Conference Talk 5: Napkin Math For Fine Tuning with Johno Whitaker

In this talk, Jonathan Whitaker from shows how to build intuition around training performance with a focus on GPU-poor fine tuning.

Christian Mills


July 7, 2024

This post is part of the following series:
  • Mastering LLMs Course Notes: My notes from the course Mastering LLMs: A Conference For Developers & Data Scientists by Hamel Husain and Dan Becker.
Presentation Resources


  • Goal: To provide insights into the factors influencing fine-tuning performance, enabling better decision-making in training models.
  • Target audience: Individuals new to training models, particularly by fine-tuning existing large language models.
  • Key questions addressed:
    • Factors affecting model performance.
    • Strategies for improving performance.
    • Reasons for memory limitations and slow training times.
    • Understanding and adjusting various parameters in configuration files.
  • Approach: Utilizing a “napkin math” approach to provide a general understanding of the concepts without delving into intricate mathematical details.
  • Disclaimer: Emphasizes that the information presented is simplified for clarity and may not be entirely accurate due to the constantly evolving nature of AI implementations.

Good News & Bad News

  • Good news: The mathematical operations underlying model training are well-understood, enabling analysis and experimentation.
  • Bad news:
    • Discrepancies can exist between research papers, code implementations, and framework-specific implementations.
    • The complexity of the underlying processes can be daunting.
    • Keeping track of all the details and nuances is challenging.
    • Multi-GPU setups introduce additional complexity
  • Key takeaway: While a simplified approach can be helpful, acknowledging the inherent complexities is essential for accurate analysis and problem-solving.

Training Neural Networks

Training Loop

  • The core cycle: Load data, feed it through the model, generate an answer, evaluate its quality, and update the model accordingly.
  • Language model context: The correct answer typically refers to the next word in a sequence, and predictions are represented as probabilities for potential next words.
  • Fine-tuning data: Datasets used for fine-tuning contain instruction-response pairs, allowing the model to learn from desired output patterns.

On Computers

  • Hardware components: Understanding the roles of CPU, GPU, RAM, and their interconnectivity is crucial for performance analysis.
  • Memory hierarchy: Different memory types (e.g., CPU cache, RAM, hard drive) have varying access speeds, influencing data transfer times.

Training Neural Networks

  • Factors affecting performance:
    • Data loading: Reading data from storage.
    • Model computation: Performing mathematical operations within the model’s layers.
    • Parameter storage: Memory required to store model parameters (weights and biases).
    • Gradient calculation and storage: Computing and storing gradients for model updates.
    • Optimizer operations: Additional storage and computations for parameter optimization.
  • Key takeaway: Each step in the training loop incurs computational costs and memory demands, understanding these factors is crucial for optimization.

What takes up time?

  • Computation: The number of mathematical operations performed.
  • Memory management: Data transfer and storage within the memory hierarchy.

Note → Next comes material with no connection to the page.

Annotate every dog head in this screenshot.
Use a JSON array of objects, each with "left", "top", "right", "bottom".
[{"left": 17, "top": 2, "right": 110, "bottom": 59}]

Why are we copying data around?

  • Memory hierarchy and data transfer:
    • Different memory types: CPU cache, RAM, GPU RAM, hard drives, etc., have varying speeds.
    • Data movement: Copying data between these memory locations consumes time, impacting performance.
  • Optimizing data flow: Minimizing unnecessary data transfers and utilizing faster memory options are crucial for optimization.
  • Multi-GPU and distributed training:
    • Inter-GPU communication: Sharing data between GPUs can introduce latency.
    • Network communication: In multi-node setups, communication over the network becomes a bottleneck.

Goal: Keep the GPU Fed

  • Goal: Continuously provide the GPU with data and instructions to avoid downtime.
  • Ideal: Fit the entire model and data within the GPU RAM for fastest processing.
  • Bottleneck: Large models and limited GPU memory can cause frequent data loading from slower memory, slowing down the training process.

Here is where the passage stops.